What it means (plain English)
When you evaluate a PMS scheme, you’re trying to answer three questions:how much it returns,how much risk it takes, andhow predictable the journey is. Peer Group Comparisons helps you quantify one part of that story.
Why it matters for PMS scheme selection
See the complete PMS evaluation framework
- Improves fairness in comparisons by adding context to headline returns.
- Helps identify trade-offs (return vs risk, upside capture vs downside protection, consistency vs bursts).
- Reduces the risk of “chasing” the last best period by encouraging multi-metric evaluation.
How to interpret it (practical checklist)
Try the relevant calculator/tool
Common pitfalls (how this gets misused)
Read our methodologyfor assumptions and limitations.

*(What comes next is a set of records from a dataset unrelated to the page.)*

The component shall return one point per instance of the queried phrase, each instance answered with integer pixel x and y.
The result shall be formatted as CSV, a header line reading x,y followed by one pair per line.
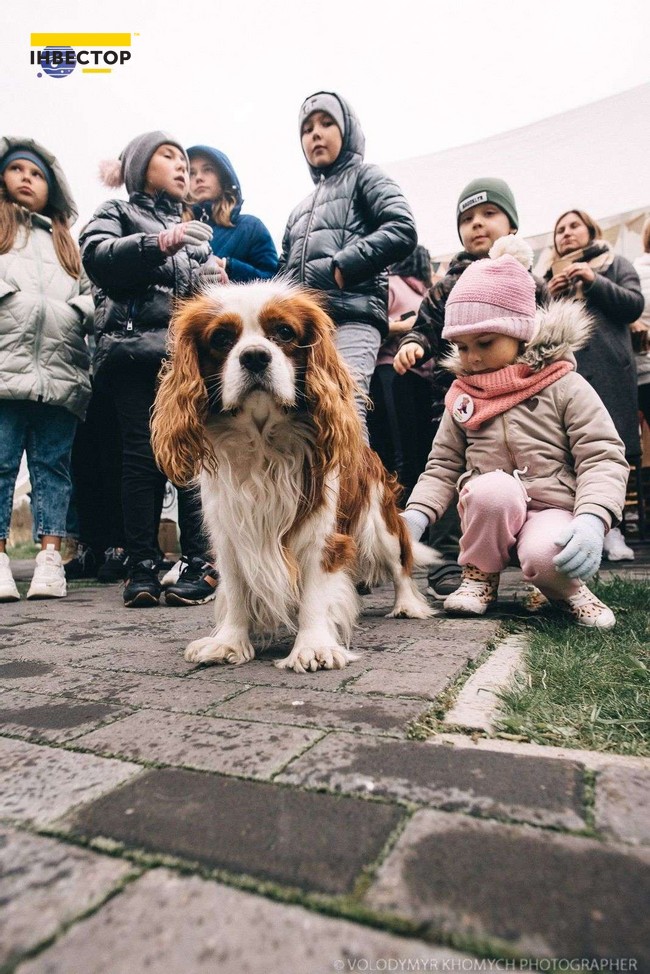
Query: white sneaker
x,y
614,547
8,590
48,581
174,573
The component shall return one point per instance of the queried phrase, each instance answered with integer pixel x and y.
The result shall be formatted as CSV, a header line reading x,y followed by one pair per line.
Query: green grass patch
x,y
584,688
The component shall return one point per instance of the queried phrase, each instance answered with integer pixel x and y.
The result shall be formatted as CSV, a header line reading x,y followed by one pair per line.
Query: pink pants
x,y
496,522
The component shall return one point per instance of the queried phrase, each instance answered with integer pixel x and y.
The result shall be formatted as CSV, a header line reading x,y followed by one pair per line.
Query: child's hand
x,y
407,357
416,522
582,545
190,234
213,272
581,272
558,284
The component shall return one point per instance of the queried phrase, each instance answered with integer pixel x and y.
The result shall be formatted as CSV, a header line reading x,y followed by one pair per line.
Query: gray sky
x,y
422,77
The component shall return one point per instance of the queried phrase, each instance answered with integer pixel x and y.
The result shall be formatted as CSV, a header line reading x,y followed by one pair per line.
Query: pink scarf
x,y
473,399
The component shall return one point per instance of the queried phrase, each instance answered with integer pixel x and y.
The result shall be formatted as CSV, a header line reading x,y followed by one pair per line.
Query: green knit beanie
x,y
488,190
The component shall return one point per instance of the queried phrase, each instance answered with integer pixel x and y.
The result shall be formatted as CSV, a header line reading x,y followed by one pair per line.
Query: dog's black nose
x,y
255,358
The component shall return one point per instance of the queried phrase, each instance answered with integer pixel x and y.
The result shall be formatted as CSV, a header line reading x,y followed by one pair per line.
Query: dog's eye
x,y
221,339
285,333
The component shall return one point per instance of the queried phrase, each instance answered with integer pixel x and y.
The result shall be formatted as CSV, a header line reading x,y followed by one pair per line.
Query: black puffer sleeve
x,y
115,260
392,235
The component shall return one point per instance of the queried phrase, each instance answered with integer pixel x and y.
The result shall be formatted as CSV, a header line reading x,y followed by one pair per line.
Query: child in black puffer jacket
x,y
141,258
344,235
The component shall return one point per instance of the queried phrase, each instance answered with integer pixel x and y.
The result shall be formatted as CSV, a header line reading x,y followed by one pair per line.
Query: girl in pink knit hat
x,y
527,443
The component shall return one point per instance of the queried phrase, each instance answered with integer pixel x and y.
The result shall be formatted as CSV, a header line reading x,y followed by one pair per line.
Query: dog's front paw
x,y
307,660
211,649
412,606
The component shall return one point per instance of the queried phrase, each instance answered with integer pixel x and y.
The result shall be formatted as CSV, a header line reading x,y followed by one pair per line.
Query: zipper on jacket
x,y
307,231
40,318
507,441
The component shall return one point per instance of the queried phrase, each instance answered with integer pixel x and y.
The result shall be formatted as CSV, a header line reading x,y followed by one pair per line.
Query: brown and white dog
x,y
256,403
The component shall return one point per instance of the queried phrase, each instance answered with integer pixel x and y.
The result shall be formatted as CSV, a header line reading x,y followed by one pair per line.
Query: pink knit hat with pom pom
x,y
494,295
131,167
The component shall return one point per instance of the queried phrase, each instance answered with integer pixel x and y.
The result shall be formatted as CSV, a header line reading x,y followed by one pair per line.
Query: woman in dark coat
x,y
585,267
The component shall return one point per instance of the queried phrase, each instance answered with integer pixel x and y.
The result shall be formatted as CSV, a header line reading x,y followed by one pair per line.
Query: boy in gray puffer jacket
x,y
344,235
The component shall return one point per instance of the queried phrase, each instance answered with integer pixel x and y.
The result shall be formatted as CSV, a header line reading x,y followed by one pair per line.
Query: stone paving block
x,y
312,841
208,743
262,672
162,657
36,716
39,648
536,790
543,894
138,690
38,784
623,803
44,884
322,709
167,924
427,682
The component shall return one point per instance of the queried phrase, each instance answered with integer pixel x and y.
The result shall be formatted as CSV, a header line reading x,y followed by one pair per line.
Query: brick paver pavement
x,y
160,817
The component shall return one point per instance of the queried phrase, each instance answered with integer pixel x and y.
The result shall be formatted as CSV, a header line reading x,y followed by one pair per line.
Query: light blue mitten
x,y
416,522
582,547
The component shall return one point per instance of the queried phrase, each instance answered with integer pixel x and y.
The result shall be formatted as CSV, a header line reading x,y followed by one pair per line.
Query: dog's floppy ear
x,y
329,390
180,409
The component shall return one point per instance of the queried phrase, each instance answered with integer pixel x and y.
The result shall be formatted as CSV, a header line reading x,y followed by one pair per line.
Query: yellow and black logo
x,y
58,55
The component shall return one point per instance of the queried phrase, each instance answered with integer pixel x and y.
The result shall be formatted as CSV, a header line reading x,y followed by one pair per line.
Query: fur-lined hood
x,y
561,328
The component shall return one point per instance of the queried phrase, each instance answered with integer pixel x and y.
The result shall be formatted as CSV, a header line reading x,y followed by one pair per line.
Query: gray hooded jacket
x,y
44,313
358,220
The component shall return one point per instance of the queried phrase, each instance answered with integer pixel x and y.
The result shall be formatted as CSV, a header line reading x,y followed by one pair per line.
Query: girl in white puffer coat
x,y
45,312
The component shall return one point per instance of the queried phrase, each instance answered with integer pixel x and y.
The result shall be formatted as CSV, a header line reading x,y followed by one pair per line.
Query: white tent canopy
x,y
594,158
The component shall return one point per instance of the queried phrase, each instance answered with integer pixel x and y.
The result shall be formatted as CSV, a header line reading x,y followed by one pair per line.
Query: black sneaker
x,y
115,565
142,587
444,580
196,584
83,565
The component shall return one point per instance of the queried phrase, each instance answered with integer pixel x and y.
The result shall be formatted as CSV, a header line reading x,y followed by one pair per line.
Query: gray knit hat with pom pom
x,y
131,167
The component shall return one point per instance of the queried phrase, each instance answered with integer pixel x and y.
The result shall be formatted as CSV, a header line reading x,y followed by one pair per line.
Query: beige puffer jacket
x,y
561,443
44,313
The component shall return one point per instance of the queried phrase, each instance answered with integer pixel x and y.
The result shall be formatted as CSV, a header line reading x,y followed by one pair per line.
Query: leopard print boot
x,y
586,609
478,591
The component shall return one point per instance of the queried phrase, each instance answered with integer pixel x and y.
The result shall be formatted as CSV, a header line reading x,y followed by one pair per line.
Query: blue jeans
x,y
358,345
45,432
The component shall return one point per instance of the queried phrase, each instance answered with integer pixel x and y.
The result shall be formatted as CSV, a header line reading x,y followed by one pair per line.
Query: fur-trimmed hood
x,y
561,328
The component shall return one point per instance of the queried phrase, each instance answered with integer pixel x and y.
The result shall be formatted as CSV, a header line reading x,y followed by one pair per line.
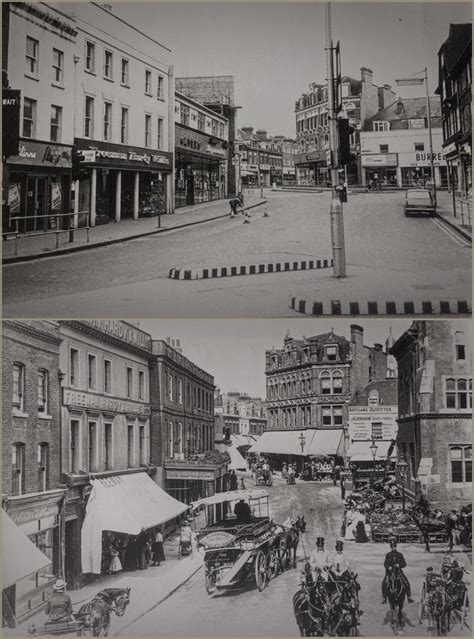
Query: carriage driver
x,y
59,606
395,559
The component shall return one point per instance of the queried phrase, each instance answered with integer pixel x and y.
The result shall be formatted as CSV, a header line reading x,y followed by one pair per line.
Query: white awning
x,y
20,557
123,503
360,451
287,442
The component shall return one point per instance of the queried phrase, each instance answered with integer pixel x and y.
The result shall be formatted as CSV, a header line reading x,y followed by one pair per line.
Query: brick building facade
x,y
32,493
435,410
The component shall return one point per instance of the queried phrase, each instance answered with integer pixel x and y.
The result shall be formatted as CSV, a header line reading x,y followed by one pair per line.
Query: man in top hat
x,y
395,559
59,606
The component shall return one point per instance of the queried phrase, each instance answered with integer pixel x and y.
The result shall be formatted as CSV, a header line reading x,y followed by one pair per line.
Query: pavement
x,y
28,247
149,588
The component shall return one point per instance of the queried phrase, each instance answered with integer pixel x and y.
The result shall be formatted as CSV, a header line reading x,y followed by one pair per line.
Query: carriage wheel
x,y
465,608
272,564
210,582
260,571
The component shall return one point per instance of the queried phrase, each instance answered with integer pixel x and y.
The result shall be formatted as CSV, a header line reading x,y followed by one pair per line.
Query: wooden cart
x,y
238,554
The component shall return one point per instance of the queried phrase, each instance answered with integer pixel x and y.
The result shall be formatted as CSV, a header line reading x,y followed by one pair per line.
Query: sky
x,y
233,350
275,50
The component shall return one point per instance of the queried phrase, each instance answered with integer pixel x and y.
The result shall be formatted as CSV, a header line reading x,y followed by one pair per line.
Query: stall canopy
x,y
287,442
126,504
360,451
21,557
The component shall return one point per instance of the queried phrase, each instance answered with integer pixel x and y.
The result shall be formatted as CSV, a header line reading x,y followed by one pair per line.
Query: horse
x,y
95,614
396,593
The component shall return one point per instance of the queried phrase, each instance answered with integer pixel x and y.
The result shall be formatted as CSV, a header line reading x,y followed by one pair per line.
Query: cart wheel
x,y
210,582
272,564
465,608
260,571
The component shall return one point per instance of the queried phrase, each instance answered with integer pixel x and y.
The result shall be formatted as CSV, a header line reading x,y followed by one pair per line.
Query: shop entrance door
x,y
36,204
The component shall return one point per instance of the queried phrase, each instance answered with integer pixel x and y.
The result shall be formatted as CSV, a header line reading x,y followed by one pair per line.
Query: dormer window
x,y
331,352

- Judging a scheme based on one metric alone.
- Comparing metrics calculated with different assumptions or data frequencies.
- Ignoring benchmark choice and peer-group context.
- Overweighting short histories or cherry-picked periods.
Related metrics to review together
Use Peer Group Comparisons alongside these metrics to avoid one-number decision-making:
Related guides
- PMS Sharpe Vs Sortino
- Max Drawdown Explained
- Rolling Returns Guide
- Volatility Explained
- Alpha Beta Explained
FAQs
Peer Group Comparisons is a concept used to evaluate PMS scheme performance, risk, or portfolio behavior. It helps you compare schemes more fairly than headline returns alone.
Use Peer Group Comparisons alongside related metrics (drawdowns, volatility, and benchmark-relative measures) and review it across multiple horizons to reduce cherry-picking.
Common mistakes include focusing on one metric in isolation, comparing across different strategies/benchmarks, and relying on short track records.
What is Peer Group Comparisons in PMS evaluation?
Peer Group Comparisons is a concept used to evaluate PMS scheme performance, risk, or portfolio behavior. It helps you compare schemes more fairly than headline returns alone.
How should I use Peer Group Comparisons when comparing schemes?
Use Peer Group Comparisons alongside related metrics (drawdowns, volatility, and benchmark-relative measures) and review it across multiple horizons to reduce cherry-picking.
What are the common mistakes investors make with Peer Group Comparisons?
Common mistakes include focusing on one metric in isolation, comparing across different strategies/benchmarks, and relying on short track records.